Nan brightened a little. “Well, Tess, I did hear one girl
say something along those lines. I'm sure she was joking,” she added hastily, with an apologetic glance at Matt.

“Don't worry about offending me,” he said. “I've had years of listening to Tess's thoughts on women's emancipation.”

“Some of our fellow marchers have rather radical ideas,” Tess had to admit. “There was a group once that advocated living like Amazons.” Her face colored. “Of course, they thought men should be kept on leashes and in cages.”

He chuckled. “No doubt. And I suppose you find that concept rational.”

She glanced at him. “They'd have to make a very large cage to hold you.”

Nan looked around her. “This one seems to hold me very well.” She twisted her skirt in her hands. “What shall I do?”

“Try not to worry,” Matt said solemnly. “Remember, you have us on your side. Meanwhile, there's no real alternative to leaving you here. I'm sure if there had been a way to accomplish it, your sister and her husband would have found it already.”

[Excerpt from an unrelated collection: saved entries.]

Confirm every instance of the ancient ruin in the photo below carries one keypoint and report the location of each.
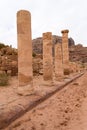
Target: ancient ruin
(65, 48)
(25, 74)
(58, 62)
(47, 56)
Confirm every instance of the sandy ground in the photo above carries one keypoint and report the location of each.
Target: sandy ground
(66, 110)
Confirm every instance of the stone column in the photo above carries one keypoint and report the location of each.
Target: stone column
(47, 56)
(65, 48)
(25, 74)
(58, 62)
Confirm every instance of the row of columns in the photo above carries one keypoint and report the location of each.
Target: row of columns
(25, 74)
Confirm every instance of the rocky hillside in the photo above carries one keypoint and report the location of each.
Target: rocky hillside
(38, 43)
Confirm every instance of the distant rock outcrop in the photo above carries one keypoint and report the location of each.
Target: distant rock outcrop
(38, 43)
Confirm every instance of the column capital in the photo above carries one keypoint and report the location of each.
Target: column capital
(65, 31)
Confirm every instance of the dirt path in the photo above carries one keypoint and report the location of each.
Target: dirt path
(66, 110)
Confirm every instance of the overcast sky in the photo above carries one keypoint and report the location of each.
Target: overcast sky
(47, 15)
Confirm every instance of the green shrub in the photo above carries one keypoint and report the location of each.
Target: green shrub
(4, 79)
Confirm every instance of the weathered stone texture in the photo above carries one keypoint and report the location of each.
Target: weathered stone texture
(65, 48)
(58, 62)
(24, 48)
(47, 56)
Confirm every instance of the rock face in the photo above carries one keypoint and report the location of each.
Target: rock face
(38, 43)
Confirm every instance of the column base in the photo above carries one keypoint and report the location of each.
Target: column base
(25, 90)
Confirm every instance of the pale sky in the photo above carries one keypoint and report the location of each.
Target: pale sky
(47, 16)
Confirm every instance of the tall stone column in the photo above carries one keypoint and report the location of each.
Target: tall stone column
(47, 56)
(25, 74)
(58, 62)
(65, 48)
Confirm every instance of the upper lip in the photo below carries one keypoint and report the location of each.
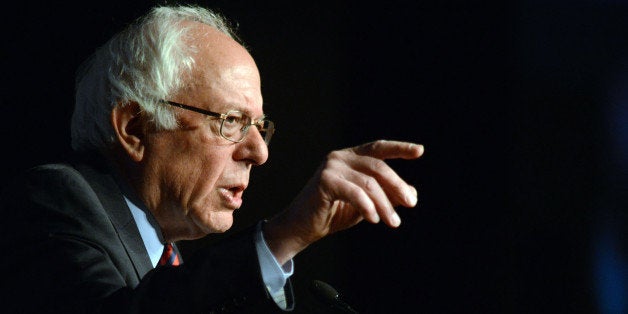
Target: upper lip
(236, 187)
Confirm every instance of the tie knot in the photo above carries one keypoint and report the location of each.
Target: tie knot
(169, 256)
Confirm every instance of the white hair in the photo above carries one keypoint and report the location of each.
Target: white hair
(147, 61)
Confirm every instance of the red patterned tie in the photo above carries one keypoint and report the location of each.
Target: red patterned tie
(169, 257)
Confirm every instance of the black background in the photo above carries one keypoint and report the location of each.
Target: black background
(510, 99)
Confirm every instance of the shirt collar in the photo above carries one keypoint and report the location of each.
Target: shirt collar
(150, 232)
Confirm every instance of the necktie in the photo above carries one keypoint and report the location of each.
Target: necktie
(169, 257)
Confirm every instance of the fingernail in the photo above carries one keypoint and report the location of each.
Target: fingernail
(395, 220)
(412, 196)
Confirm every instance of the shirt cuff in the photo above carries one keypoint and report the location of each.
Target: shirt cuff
(273, 274)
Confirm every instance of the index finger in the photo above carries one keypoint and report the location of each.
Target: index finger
(383, 149)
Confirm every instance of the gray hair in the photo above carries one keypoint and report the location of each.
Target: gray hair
(144, 63)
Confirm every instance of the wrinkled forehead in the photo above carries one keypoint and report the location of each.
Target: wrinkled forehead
(224, 73)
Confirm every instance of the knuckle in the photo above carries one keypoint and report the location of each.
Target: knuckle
(378, 165)
(370, 184)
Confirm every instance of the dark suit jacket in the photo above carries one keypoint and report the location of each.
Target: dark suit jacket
(70, 245)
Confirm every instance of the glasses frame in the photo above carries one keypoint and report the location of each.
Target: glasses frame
(223, 116)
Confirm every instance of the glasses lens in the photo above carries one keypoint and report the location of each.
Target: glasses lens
(234, 126)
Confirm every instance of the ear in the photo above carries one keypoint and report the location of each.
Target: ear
(128, 125)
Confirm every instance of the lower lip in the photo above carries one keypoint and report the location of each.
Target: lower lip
(231, 200)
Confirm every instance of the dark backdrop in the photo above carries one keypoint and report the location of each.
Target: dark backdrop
(511, 101)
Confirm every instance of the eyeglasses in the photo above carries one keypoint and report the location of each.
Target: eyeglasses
(234, 125)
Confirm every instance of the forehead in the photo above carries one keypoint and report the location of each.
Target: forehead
(225, 76)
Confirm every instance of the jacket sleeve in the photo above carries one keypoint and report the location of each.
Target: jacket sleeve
(63, 255)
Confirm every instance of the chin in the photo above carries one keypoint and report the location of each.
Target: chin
(220, 222)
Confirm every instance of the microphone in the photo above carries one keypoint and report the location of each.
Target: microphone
(329, 296)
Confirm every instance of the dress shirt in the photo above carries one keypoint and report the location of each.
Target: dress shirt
(273, 274)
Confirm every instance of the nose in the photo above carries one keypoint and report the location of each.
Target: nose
(252, 149)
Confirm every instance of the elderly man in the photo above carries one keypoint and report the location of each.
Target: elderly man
(167, 126)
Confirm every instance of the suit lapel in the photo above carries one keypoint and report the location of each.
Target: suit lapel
(119, 213)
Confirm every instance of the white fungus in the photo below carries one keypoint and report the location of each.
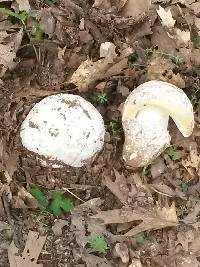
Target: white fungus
(145, 120)
(64, 128)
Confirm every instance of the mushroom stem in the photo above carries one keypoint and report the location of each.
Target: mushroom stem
(145, 120)
(146, 137)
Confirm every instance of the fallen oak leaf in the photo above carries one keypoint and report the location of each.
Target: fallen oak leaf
(32, 250)
(166, 17)
(119, 187)
(155, 218)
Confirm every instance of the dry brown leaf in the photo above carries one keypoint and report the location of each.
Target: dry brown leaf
(166, 17)
(193, 215)
(192, 162)
(107, 50)
(23, 5)
(8, 50)
(58, 226)
(160, 68)
(32, 250)
(157, 167)
(103, 4)
(184, 238)
(135, 8)
(135, 263)
(119, 187)
(95, 261)
(24, 200)
(88, 73)
(183, 37)
(155, 218)
(195, 7)
(122, 252)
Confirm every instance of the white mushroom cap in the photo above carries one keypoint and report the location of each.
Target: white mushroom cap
(64, 128)
(145, 120)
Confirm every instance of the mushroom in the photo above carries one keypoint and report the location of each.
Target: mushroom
(145, 118)
(64, 128)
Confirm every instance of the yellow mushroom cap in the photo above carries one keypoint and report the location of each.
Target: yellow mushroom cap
(145, 120)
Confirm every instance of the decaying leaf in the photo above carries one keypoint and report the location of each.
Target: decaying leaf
(191, 163)
(135, 263)
(23, 5)
(32, 250)
(103, 4)
(122, 252)
(24, 200)
(8, 50)
(119, 187)
(95, 261)
(183, 37)
(193, 214)
(156, 218)
(166, 17)
(160, 68)
(135, 8)
(107, 50)
(58, 225)
(89, 72)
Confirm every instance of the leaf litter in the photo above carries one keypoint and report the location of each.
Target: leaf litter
(108, 47)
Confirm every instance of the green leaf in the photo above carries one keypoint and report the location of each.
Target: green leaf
(39, 196)
(173, 153)
(21, 15)
(98, 244)
(38, 33)
(60, 204)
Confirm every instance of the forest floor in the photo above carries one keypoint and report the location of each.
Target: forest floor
(42, 44)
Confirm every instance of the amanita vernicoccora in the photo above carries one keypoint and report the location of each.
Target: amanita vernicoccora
(145, 120)
(63, 129)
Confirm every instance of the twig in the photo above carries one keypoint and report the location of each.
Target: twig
(10, 220)
(66, 189)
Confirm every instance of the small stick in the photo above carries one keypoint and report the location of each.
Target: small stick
(73, 194)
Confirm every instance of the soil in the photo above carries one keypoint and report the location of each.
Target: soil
(57, 38)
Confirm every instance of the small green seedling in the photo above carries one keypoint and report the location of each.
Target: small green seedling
(113, 128)
(21, 15)
(38, 32)
(40, 197)
(173, 153)
(57, 205)
(195, 40)
(100, 98)
(98, 244)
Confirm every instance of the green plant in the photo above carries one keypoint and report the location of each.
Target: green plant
(20, 15)
(173, 153)
(39, 196)
(195, 39)
(184, 186)
(60, 204)
(98, 244)
(38, 32)
(113, 128)
(57, 205)
(100, 98)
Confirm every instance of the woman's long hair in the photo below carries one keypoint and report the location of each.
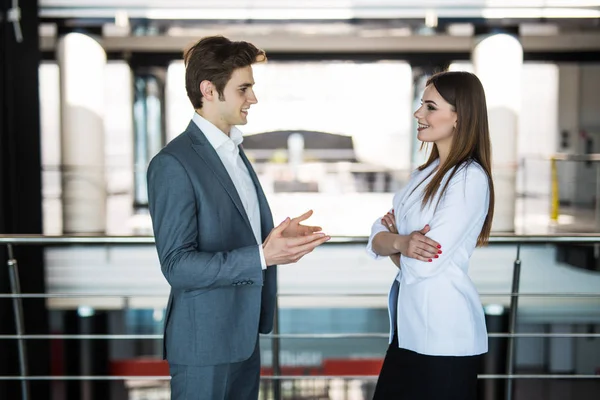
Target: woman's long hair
(471, 140)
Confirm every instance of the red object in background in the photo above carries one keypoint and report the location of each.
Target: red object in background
(330, 367)
(139, 367)
(352, 367)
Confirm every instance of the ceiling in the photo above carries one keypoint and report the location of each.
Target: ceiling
(326, 25)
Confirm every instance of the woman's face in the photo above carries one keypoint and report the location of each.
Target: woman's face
(436, 117)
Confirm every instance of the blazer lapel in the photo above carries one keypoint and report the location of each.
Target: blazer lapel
(266, 219)
(210, 157)
(414, 194)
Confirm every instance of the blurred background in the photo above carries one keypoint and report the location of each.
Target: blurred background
(92, 90)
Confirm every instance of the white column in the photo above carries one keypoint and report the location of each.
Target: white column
(178, 109)
(82, 62)
(498, 61)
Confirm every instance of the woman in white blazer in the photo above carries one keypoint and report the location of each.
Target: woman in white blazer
(437, 321)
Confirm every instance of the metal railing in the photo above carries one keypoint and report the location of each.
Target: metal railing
(12, 240)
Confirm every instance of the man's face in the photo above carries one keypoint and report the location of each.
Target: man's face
(238, 96)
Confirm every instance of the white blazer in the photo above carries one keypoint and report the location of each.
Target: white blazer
(438, 311)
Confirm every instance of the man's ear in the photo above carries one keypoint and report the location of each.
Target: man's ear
(207, 89)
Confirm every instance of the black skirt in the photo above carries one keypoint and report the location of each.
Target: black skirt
(406, 375)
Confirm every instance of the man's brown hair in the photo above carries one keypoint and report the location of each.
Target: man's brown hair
(214, 58)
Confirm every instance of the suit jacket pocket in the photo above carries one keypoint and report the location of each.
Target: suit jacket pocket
(189, 294)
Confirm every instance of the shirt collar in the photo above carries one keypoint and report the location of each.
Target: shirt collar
(215, 136)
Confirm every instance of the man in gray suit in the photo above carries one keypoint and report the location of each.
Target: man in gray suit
(214, 233)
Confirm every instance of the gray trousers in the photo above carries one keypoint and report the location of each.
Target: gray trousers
(236, 381)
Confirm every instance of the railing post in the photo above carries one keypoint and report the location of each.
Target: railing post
(15, 287)
(512, 323)
(275, 353)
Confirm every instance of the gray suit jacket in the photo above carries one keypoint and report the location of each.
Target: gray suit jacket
(220, 297)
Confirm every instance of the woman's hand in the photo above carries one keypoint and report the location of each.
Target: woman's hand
(389, 221)
(418, 246)
(396, 259)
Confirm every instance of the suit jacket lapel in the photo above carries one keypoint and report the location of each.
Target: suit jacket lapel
(266, 219)
(211, 158)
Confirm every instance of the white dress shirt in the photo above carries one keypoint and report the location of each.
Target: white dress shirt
(228, 151)
(438, 311)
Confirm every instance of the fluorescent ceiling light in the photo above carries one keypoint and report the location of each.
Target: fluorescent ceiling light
(533, 13)
(255, 14)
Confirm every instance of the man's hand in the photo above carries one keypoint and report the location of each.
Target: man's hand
(295, 229)
(418, 246)
(396, 260)
(279, 249)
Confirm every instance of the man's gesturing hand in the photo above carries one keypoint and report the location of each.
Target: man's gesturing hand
(279, 249)
(295, 229)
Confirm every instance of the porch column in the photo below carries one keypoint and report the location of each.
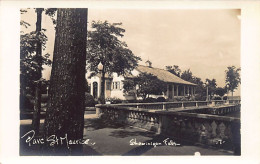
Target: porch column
(177, 90)
(172, 91)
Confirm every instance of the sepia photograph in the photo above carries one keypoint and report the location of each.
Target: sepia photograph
(130, 82)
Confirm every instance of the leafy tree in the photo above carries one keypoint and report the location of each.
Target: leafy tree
(147, 84)
(232, 78)
(104, 46)
(221, 91)
(31, 53)
(174, 70)
(65, 113)
(29, 61)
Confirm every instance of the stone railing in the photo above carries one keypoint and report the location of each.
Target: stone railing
(207, 129)
(213, 110)
(184, 104)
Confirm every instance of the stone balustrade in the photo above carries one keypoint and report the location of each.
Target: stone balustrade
(184, 104)
(198, 126)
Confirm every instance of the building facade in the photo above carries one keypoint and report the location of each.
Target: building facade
(176, 87)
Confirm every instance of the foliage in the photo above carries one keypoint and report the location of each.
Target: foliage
(147, 84)
(25, 103)
(174, 70)
(51, 12)
(89, 100)
(232, 78)
(44, 98)
(187, 75)
(104, 46)
(29, 62)
(221, 91)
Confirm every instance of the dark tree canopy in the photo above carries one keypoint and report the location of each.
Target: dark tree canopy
(221, 91)
(187, 75)
(148, 84)
(174, 70)
(232, 78)
(104, 45)
(29, 61)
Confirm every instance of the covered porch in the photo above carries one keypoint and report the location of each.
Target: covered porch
(179, 90)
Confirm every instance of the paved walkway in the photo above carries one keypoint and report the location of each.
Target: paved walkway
(114, 139)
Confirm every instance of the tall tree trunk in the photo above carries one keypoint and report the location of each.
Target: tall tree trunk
(37, 101)
(65, 113)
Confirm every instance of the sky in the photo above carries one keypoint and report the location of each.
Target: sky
(204, 41)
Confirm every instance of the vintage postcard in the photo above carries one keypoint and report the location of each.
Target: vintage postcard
(140, 79)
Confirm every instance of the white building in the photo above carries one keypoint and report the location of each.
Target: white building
(176, 87)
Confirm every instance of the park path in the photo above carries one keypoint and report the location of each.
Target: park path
(114, 139)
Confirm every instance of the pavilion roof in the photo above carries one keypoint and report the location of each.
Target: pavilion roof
(163, 75)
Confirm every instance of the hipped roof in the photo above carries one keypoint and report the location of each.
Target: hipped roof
(163, 75)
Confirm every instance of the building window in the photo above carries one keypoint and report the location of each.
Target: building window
(116, 85)
(108, 87)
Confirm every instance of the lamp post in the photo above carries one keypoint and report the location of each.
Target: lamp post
(227, 86)
(207, 86)
(47, 89)
(102, 93)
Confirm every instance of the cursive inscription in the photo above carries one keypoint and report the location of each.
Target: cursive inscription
(54, 140)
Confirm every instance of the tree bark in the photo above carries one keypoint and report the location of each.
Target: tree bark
(65, 113)
(37, 101)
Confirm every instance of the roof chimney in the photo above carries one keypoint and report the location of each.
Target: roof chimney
(148, 63)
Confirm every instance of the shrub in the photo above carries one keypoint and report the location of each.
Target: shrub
(161, 99)
(25, 103)
(89, 100)
(150, 100)
(44, 98)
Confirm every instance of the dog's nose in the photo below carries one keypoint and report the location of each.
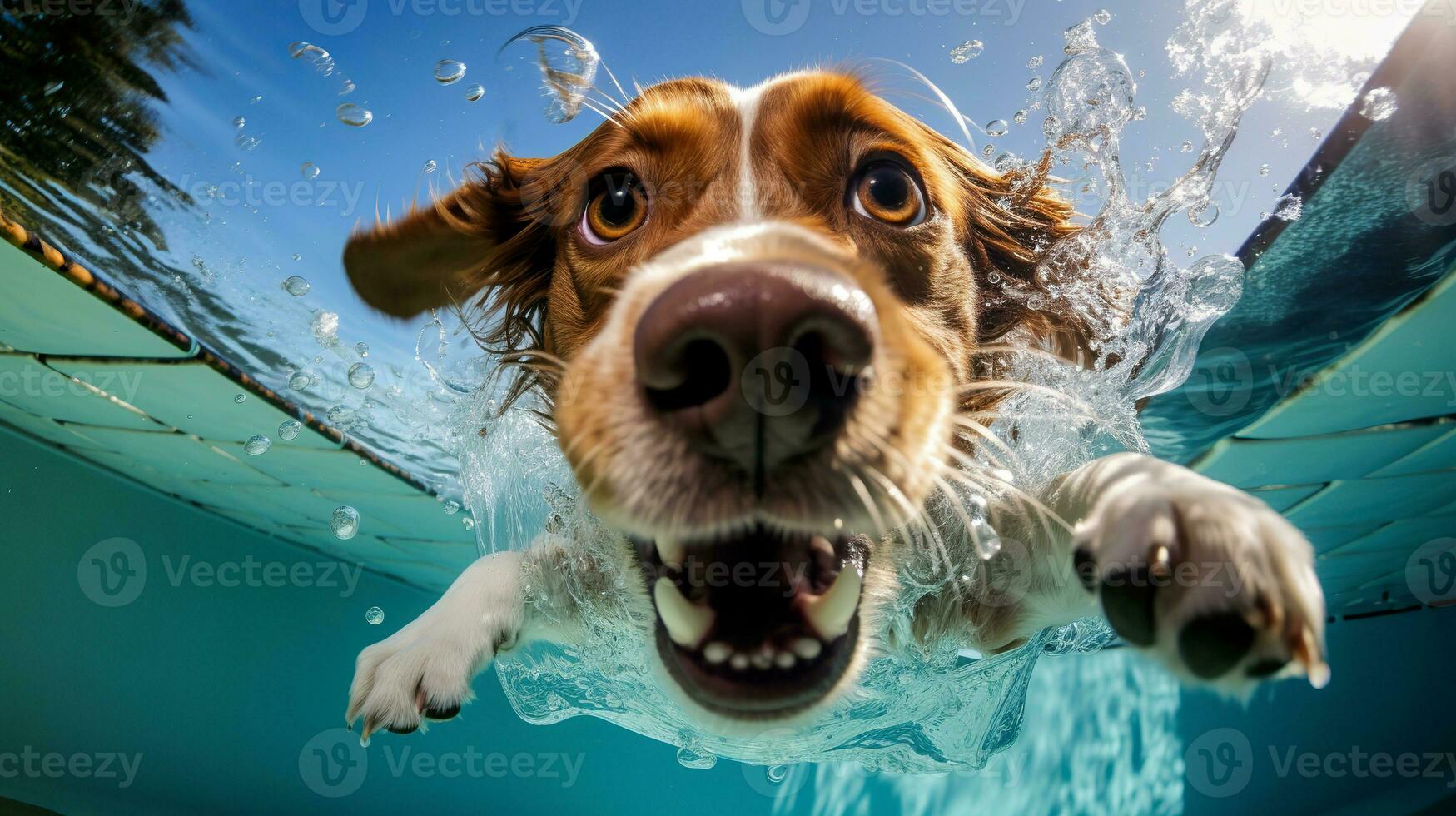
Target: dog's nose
(756, 363)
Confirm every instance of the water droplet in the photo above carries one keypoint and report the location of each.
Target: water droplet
(1051, 126)
(967, 52)
(568, 72)
(689, 757)
(353, 116)
(449, 72)
(341, 417)
(361, 375)
(344, 522)
(1289, 207)
(1203, 215)
(325, 326)
(1378, 105)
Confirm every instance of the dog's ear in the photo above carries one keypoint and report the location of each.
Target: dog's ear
(481, 239)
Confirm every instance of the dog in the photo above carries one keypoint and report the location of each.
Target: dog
(765, 326)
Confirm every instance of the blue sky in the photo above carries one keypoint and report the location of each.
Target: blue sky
(389, 50)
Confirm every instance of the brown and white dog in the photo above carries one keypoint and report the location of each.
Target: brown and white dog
(766, 314)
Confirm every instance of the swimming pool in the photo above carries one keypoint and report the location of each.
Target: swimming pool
(157, 326)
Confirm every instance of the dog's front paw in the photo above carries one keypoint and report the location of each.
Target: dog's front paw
(424, 670)
(1207, 577)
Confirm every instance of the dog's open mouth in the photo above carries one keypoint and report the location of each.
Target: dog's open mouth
(760, 624)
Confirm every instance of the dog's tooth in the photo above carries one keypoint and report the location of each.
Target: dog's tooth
(807, 649)
(670, 551)
(686, 623)
(830, 612)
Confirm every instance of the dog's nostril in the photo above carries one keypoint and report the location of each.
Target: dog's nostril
(754, 363)
(701, 373)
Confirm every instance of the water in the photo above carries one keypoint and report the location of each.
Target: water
(430, 385)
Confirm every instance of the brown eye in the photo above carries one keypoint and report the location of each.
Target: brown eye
(616, 209)
(886, 192)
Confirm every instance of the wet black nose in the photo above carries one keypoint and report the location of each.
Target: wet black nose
(756, 363)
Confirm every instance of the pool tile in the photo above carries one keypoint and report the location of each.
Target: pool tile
(192, 396)
(44, 312)
(1253, 462)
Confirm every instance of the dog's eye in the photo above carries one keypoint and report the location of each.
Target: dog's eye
(616, 209)
(886, 192)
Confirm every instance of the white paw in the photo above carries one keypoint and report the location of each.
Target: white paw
(424, 670)
(1207, 577)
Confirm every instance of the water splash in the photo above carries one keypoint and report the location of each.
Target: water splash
(568, 63)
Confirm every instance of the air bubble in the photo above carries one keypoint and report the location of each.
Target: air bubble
(1203, 215)
(967, 52)
(344, 522)
(1378, 105)
(449, 72)
(361, 375)
(353, 116)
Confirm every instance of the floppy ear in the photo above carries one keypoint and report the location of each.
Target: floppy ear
(476, 239)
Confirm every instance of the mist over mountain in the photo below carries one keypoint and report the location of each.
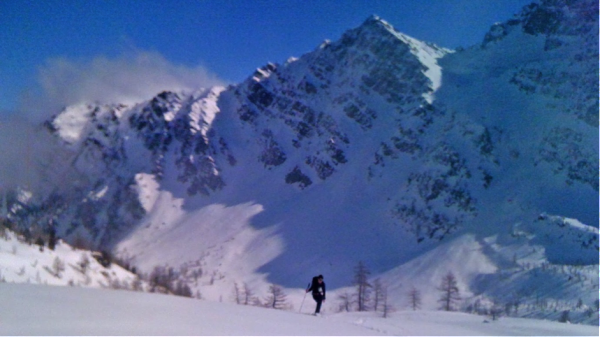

Nan nodded. “They did appeal to the judge, but it's a capital crime, and they won't discuss bail.” She turned her gaze to Tess. “Do you think you might find a book or two for me to read? It's frightening in here, and I have too much free time. Or could you bring me some wool and some knitting needles?”

“I'll do what I can,” Tess said.

“Mr. Davis, please ask my brother-in-law to stop by and
see me,” she added. “I'm a bit scared being here alone, and that jailer…well, he's rather offensive and getting bolder with his remarks by the hour.”